Just thought I'd help save you some money... maybe..

I've been looking at finding 'the optimal' T5 tube for plants.. which is near impossible..
But browsing through spectrum graphs I came across a little something..

now for about 6 months I've been recommending a German tube called:

Narva Biovital & Narva Nature superb..

It wasn't until the other day when I recommended the Narva & the giesemann in the same thread, that I noticed the unmistakable truth...

Giesemann buys their tubes from Narva.

To prove my point here's the spectral curves of both tubes..


The only thing I can't give you is a shop in the US that sell them..

There's a wholesale company in Argentina, and they must be able to inform you about reseller shops..

NARVA America-Latina
Casilla de Correro Nr. 103
Sucursal Belgrano (1428)
Buenos Aires, Argentina
Phone:
E-Mail: + 54 11 4788 8854
[email protected]

Hope this can save some bucks!


----------



## c4cache (Jan 21, 2009)

very cool info Martin, but your spectral curves didn't show up in your post. 
I just changed my lights to t5 and do to a order problem with the on line store i used, (never again if i can help it) i found that thy drop ship from sunlight supply and as a wholesaler sunlight supply has a distributor locater on there site, so i now have a local distributor for my 60" Giesemann Midday and Aqua Flora T5 HO Lamps that has nothing to do with Aquarium's it turned out to be a horticulture supplier, i just wish i had found this out earlier and i would have orderd my intire system locally as it all came from sunlight supply after all was said and done, just a note if you ever need to deal with sunlight supply the service is some of the best i have ever had with any company. I dont know if thy carry Narva by name but it might be worth a look.


----------



## Martin (Mar 27, 2005)

The image does show up now ? right?


----------



## hooha (Apr 21, 2005)

yes


----------



## niko (Jan 28, 2004)

I just e-mailed Narva to ask about US distributors. Let's see what they say.

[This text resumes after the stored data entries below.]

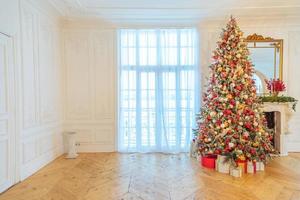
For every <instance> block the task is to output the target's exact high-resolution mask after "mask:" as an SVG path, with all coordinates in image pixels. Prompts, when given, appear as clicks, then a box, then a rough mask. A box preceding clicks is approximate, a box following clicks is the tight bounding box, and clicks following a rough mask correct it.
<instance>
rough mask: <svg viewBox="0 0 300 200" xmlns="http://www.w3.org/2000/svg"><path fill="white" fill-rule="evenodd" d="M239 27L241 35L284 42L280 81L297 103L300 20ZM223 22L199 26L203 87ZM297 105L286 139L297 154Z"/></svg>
mask: <svg viewBox="0 0 300 200" xmlns="http://www.w3.org/2000/svg"><path fill="white" fill-rule="evenodd" d="M238 23H239V25H240V27H241V29H242V31H243V32H244V36H247V35H250V34H253V33H257V34H261V35H263V36H270V37H273V38H277V39H283V40H284V47H283V51H284V52H283V56H284V57H283V80H284V82H285V83H286V85H287V91H286V94H287V95H290V96H293V97H295V98H296V99H298V100H300V88H299V77H300V68H299V63H300V57H299V53H300V19H299V18H276V16H274V17H272V18H260V19H243V20H238ZM225 24H226V21H225V20H224V21H209V22H205V23H204V22H203V23H201V24H200V25H199V30H200V45H201V46H200V49H201V52H200V53H201V56H200V62H201V69H202V77H203V79H202V80H203V83H202V86H203V85H205V80H206V79H205V78H204V77H208V65H209V64H210V62H211V55H212V50H214V49H215V47H216V41H217V39H218V38H219V35H220V33H221V28H223V27H224V26H225ZM299 130H300V105H299V104H298V105H297V112H295V113H293V115H292V117H291V120H290V123H289V131H290V133H289V134H288V135H287V141H288V151H290V152H293V151H297V152H300V131H299Z"/></svg>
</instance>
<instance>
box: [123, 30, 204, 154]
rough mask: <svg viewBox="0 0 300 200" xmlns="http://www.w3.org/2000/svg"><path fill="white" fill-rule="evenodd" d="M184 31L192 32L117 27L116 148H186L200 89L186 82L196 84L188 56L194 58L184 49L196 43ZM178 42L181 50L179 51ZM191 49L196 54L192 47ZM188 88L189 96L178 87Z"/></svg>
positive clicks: (193, 48) (144, 148)
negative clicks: (153, 98) (194, 42)
mask: <svg viewBox="0 0 300 200" xmlns="http://www.w3.org/2000/svg"><path fill="white" fill-rule="evenodd" d="M189 31H190V32H191V33H193V32H194V31H195V30H193V29H188V31H185V29H148V30H147V29H143V30H141V31H140V30H133V29H128V30H125V29H122V30H121V31H120V32H119V33H120V34H119V37H120V39H121V40H120V43H119V48H120V49H119V51H120V54H121V55H120V76H121V78H122V80H121V81H122V82H121V83H122V84H120V85H119V90H120V91H119V95H120V97H119V99H120V102H119V106H120V109H119V113H120V115H119V116H120V118H122V119H120V118H119V134H120V135H119V138H120V139H119V147H120V148H119V150H120V151H126V152H128V151H130V152H148V151H156V152H157V151H158V152H182V151H185V152H186V151H188V150H189V145H190V141H189V140H190V133H191V129H192V128H193V127H191V125H190V124H191V121H190V120H192V121H194V116H192V115H193V113H194V112H195V110H194V109H195V108H197V107H198V106H197V104H198V102H197V100H198V98H199V97H198V96H199V91H197V90H195V89H196V88H198V86H193V85H191V84H190V83H188V82H193V81H194V82H195V84H197V83H198V82H197V80H193V79H194V78H195V77H198V74H196V73H198V70H196V68H197V67H198V66H197V65H196V64H195V63H194V64H193V63H191V60H190V59H191V58H192V59H195V61H196V60H197V56H196V57H195V58H194V57H193V56H194V55H191V54H192V52H191V50H190V49H188V47H189V46H193V45H195V44H194V43H193V44H192V43H191V42H190V40H194V39H195V38H194V37H192V36H190V33H189ZM122 34H123V35H122ZM181 37H182V38H181ZM181 41H182V43H181ZM181 46H182V47H183V48H185V49H183V51H181ZM196 46H197V45H196ZM154 49H155V50H154ZM191 49H192V51H194V53H195V54H197V52H198V51H196V47H195V48H194V47H191ZM183 56H185V57H183ZM196 63H197V62H196ZM186 84H189V86H187V85H186ZM190 88H192V89H191V90H190V91H189V92H190V93H192V94H187V93H186V92H183V90H182V89H186V90H188V89H190ZM142 90H143V91H146V92H142ZM142 95H145V96H142ZM153 95H154V96H153ZM186 95H191V96H186ZM189 97H191V98H190V99H189ZM153 98H154V99H153ZM183 100H184V101H186V100H187V102H186V103H185V105H181V104H182V102H183ZM195 100H196V102H195ZM125 101H128V102H126V103H125ZM143 101H144V102H143ZM182 107H184V110H183V109H182ZM143 109H144V110H143ZM153 112H154V113H153ZM142 116H144V119H142ZM184 124H186V126H185V125H184ZM153 126H154V129H153ZM120 129H122V130H120ZM142 131H145V132H144V133H143V132H142Z"/></svg>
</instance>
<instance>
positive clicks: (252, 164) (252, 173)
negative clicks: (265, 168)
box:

But whatever the price is I don't think it's going to be even half of the current retail price of the Giesemann Midday bulbs. There is no way. 

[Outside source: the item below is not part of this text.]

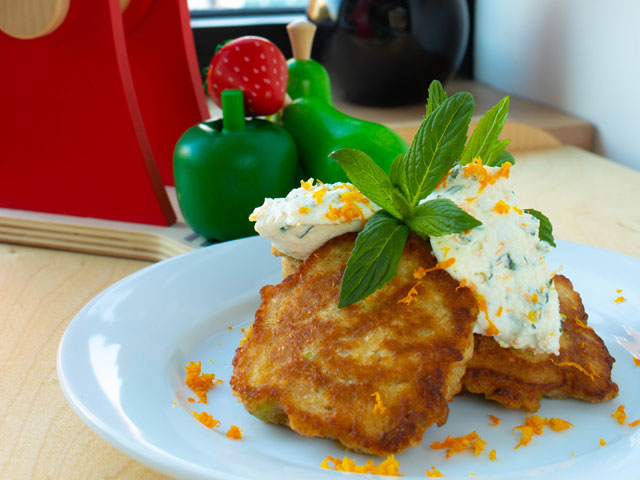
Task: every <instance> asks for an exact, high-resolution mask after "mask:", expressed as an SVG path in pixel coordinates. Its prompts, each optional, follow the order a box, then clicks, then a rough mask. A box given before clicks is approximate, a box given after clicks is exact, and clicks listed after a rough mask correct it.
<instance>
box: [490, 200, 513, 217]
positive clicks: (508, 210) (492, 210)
mask: <svg viewBox="0 0 640 480" xmlns="http://www.w3.org/2000/svg"><path fill="white" fill-rule="evenodd" d="M510 209H511V207H510V206H509V205H508V204H506V203H505V202H504V201H503V200H499V201H498V202H497V203H496V204H495V205H494V207H493V210H491V211H492V212H496V213H498V214H500V215H504V214H506V213H509V210H510Z"/></svg>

You can buy a Giesemann Midday right now for about $23 (regardless of the wattage). Even if you save a few dollars per bulb I don't think that's really exciting. Unless the Narva bulbs are like $10 each or something.

I couldn't find the "Biovital" type of bulb in their pdf catalog.

--Nikolay


----------



## king oz (Jun 27, 2007)

keep us posted on how much they cost Im going to need some new bulbs soon.


----------